You have a coin. You are interested to know the probability of getting heads with your coin. You toss your coin 8 times. You get the following sequence. H, H, T, H, T, T, H, H
How do you find an optimum value for the probability of heads? One rational to obtain is just taking the average number of heads, that you have got that is $\frac{5}{8}$. Is that reasonable? If yes, why?
Let me give you another example, which involves a bit more probability.
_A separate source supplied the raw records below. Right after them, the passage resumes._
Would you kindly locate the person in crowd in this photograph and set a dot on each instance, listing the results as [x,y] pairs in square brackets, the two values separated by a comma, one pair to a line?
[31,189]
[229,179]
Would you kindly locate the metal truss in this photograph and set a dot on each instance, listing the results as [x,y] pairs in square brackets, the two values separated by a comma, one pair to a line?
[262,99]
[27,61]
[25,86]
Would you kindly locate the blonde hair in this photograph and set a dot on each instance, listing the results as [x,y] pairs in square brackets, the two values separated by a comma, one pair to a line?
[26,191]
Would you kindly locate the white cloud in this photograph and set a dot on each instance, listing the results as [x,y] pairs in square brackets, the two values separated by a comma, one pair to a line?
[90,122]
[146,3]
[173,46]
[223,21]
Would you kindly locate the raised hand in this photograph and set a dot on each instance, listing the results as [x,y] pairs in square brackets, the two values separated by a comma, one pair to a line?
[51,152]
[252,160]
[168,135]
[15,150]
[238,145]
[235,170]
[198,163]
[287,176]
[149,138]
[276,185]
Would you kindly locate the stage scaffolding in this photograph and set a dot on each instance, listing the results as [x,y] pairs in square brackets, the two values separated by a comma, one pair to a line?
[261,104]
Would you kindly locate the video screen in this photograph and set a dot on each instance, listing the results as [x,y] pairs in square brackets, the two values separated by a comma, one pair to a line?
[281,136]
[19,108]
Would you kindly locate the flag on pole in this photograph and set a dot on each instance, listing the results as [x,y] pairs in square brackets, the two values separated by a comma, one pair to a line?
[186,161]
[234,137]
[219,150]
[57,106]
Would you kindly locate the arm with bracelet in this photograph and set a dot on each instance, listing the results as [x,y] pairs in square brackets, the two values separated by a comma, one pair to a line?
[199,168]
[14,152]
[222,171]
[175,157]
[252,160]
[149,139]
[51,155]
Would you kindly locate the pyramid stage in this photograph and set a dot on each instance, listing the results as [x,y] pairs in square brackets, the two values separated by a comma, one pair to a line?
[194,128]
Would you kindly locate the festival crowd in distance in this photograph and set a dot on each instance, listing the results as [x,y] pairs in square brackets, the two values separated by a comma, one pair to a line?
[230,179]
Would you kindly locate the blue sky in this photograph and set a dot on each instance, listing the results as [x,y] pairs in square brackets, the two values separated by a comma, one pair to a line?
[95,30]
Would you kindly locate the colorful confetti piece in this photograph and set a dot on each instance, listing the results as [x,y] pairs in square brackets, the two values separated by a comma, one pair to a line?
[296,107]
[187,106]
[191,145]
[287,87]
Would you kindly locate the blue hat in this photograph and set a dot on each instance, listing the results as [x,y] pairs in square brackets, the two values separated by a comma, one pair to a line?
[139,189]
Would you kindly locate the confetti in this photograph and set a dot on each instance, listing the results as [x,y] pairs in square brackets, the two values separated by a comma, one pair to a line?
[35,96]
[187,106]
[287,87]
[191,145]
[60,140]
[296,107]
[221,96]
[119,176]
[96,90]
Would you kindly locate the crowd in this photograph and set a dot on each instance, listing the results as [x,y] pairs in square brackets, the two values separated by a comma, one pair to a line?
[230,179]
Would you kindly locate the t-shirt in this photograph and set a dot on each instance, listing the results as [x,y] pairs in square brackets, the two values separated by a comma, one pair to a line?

You ask your friend to select a secret $\mu$ and ask it to generate a sample of 100 random numbers from N$(\mu, 1)$, and give it to you.
You draw its histogram. You want to find out which $\mu$ is reasonable. So, you try to overlay the different density functions on the top of the histogram for certain values of $\mu$ and take a rational guess. Here is what you have got.

Naturally, you see that $2$ is the best guess among your options. Is there a better guess? How to make it formal?
This is the question that is answered by the Maximum Likelihood Estimation procedure.
Let's take the example of the coin, above. We need to start using our formal knowledge of probability now.
We have a sample of eight heads and tails. We can model the process as a sequence of Bernoulli trials with success probability $p$, where success happens if you get heads. We write it formally as
$X_1, X_2, \cdots, X_8 \sim$ i.i.d. Ber$(p)$.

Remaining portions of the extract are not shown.